62      Was zudem die individuelle Prüfung angeht, mit der eine umfassende Beurteilung der Frage vorgenommen werden soll, welche Belastung die Gewährung einer Leistung konkret für das gesamte im Ausgangsverfahren in Rede stehende nationale Sozialhilfesystem darstellen würde, ist festzustellen, dass die einem einzigen Antragsteller gewährte Hilfe schwerlich als „unangemessene Inanspruchnahme“ eines Mitgliedstaats im Sinne von Art. 14 Abs. 1 der Richtlinie 2004/38 eingestuft werden kann; eine solche Inanspruchnahme kann nämlich den betreffenden Mitgliedstaat nicht infolge eines einzelnen Antrags, sondern nur nach Aufsummierung sämtlicher bei ihm gestellten Einzelanträge belasten.
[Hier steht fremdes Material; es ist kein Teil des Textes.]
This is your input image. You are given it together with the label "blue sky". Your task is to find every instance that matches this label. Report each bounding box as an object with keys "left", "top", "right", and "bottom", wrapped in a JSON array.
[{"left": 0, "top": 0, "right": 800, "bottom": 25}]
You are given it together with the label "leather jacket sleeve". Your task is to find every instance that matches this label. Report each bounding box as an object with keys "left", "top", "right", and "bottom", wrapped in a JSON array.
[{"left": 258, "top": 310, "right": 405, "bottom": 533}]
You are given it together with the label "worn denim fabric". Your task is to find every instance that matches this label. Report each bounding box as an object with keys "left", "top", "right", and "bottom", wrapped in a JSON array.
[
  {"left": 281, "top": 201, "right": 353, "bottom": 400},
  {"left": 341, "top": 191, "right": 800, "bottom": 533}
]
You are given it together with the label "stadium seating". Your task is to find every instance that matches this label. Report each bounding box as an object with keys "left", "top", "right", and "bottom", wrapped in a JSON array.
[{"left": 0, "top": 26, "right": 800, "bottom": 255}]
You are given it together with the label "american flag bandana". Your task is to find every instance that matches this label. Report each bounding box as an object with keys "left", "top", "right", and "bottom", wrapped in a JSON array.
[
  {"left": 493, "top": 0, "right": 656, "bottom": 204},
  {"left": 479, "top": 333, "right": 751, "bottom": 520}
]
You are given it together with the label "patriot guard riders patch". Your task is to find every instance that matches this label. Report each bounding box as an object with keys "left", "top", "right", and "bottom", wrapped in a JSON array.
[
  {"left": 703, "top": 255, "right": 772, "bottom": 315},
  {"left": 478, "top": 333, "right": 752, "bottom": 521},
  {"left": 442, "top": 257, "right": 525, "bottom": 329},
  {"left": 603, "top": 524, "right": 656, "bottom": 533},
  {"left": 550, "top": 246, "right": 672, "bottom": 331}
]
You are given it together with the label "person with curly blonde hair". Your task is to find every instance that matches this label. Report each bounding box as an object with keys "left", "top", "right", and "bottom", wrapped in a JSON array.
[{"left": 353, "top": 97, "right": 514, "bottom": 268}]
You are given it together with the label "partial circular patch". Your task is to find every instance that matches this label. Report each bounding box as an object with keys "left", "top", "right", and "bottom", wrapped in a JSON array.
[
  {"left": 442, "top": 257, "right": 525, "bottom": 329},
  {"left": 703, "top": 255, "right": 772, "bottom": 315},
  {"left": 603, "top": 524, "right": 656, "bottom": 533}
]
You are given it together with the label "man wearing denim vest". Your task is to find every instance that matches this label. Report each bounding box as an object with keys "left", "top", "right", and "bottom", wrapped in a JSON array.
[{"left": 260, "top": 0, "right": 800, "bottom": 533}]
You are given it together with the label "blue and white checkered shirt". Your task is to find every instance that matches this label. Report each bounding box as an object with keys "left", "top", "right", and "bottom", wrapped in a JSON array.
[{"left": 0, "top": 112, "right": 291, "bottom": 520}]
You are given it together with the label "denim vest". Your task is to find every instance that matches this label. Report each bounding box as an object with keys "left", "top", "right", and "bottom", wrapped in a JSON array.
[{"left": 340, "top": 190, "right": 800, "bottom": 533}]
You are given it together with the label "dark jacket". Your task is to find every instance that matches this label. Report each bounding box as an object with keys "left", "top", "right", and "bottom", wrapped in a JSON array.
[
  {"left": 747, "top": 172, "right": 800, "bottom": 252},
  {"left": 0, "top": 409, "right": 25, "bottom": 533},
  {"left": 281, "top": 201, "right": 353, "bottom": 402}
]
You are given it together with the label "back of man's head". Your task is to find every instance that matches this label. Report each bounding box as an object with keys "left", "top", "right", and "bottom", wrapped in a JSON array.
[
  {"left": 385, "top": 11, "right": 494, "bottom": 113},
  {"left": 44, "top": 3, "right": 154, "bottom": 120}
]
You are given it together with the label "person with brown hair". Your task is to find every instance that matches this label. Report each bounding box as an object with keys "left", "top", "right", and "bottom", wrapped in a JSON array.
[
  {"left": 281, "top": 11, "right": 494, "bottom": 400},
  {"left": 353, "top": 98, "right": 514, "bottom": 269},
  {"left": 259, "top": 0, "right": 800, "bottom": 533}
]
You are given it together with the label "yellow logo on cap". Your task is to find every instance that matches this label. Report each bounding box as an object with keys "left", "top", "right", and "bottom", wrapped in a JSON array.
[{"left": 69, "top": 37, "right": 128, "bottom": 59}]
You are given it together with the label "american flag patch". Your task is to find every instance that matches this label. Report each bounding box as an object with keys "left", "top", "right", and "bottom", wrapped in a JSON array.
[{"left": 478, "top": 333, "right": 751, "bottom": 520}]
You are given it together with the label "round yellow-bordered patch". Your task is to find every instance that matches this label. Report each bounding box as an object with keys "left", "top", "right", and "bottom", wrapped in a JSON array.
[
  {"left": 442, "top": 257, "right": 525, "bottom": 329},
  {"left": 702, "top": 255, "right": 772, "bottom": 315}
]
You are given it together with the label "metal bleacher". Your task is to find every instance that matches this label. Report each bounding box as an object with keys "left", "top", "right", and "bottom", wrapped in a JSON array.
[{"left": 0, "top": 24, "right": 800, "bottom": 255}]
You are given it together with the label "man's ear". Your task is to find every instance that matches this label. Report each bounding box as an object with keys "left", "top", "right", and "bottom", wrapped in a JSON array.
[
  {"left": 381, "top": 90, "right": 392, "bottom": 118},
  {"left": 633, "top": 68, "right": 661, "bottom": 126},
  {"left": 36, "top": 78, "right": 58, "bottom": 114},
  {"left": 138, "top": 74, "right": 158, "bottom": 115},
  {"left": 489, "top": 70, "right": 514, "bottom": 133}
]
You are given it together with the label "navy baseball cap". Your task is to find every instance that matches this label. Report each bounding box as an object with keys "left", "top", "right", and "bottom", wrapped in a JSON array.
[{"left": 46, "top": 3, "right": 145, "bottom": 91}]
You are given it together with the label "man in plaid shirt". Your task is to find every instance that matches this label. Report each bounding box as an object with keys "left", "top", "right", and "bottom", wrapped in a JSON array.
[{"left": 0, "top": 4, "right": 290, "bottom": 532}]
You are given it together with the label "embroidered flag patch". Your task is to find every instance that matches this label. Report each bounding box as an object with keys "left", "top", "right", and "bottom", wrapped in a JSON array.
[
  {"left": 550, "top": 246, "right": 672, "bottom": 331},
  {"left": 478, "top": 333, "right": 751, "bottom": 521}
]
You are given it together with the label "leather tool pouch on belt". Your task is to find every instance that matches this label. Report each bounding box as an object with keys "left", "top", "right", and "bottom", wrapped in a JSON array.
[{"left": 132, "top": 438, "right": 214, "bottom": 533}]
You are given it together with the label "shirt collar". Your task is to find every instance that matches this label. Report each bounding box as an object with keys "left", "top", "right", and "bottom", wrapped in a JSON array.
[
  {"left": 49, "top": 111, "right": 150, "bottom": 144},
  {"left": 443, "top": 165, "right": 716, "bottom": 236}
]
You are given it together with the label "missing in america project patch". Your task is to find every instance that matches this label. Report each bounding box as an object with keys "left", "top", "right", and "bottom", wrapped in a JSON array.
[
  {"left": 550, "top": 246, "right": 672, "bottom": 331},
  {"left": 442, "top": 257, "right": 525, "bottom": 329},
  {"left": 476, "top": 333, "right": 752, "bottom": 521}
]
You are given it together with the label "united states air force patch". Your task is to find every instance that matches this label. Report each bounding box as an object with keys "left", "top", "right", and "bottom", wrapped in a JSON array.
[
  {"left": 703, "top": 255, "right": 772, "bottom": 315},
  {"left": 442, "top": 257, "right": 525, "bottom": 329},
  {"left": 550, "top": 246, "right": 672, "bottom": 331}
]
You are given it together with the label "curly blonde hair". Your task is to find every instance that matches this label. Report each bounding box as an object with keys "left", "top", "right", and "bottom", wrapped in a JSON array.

63      Nach alledem ist auf die zweite Vorlagefrage zu antworten, dass Art. 24 der Richtlinie 2004/38 und Art. 4 der Verordnung Nr. 883/2004 dahin auszulegen sind, dass sie der Regelung eines Mitgliedstaats nicht entgegenstehen, nach der Staatsangehörige anderer Mitgliedstaaten, die sich in der von Art. 14 Abs. 4 Buchst. b der Richtlinie 2004/38 erfassten Situation befinden, vom Bezug bestimmter „besonderer beitragsunabhängiger Geldleistungen“ im Sinne von Art. 70 Abs. 2 der Verordnung Nr. 883/2004, die auch eine Leistung der „Sozialhilfe“ im Sinne von Art. 24 Abs. 2 der Richtlinie 2004/38 darstellen, ausgeschlossen werden, während Staatsangehörige des betreffenden Mitgliedstaats, die sich in der gleichen Situation befinden, diese Leistungen erhalten.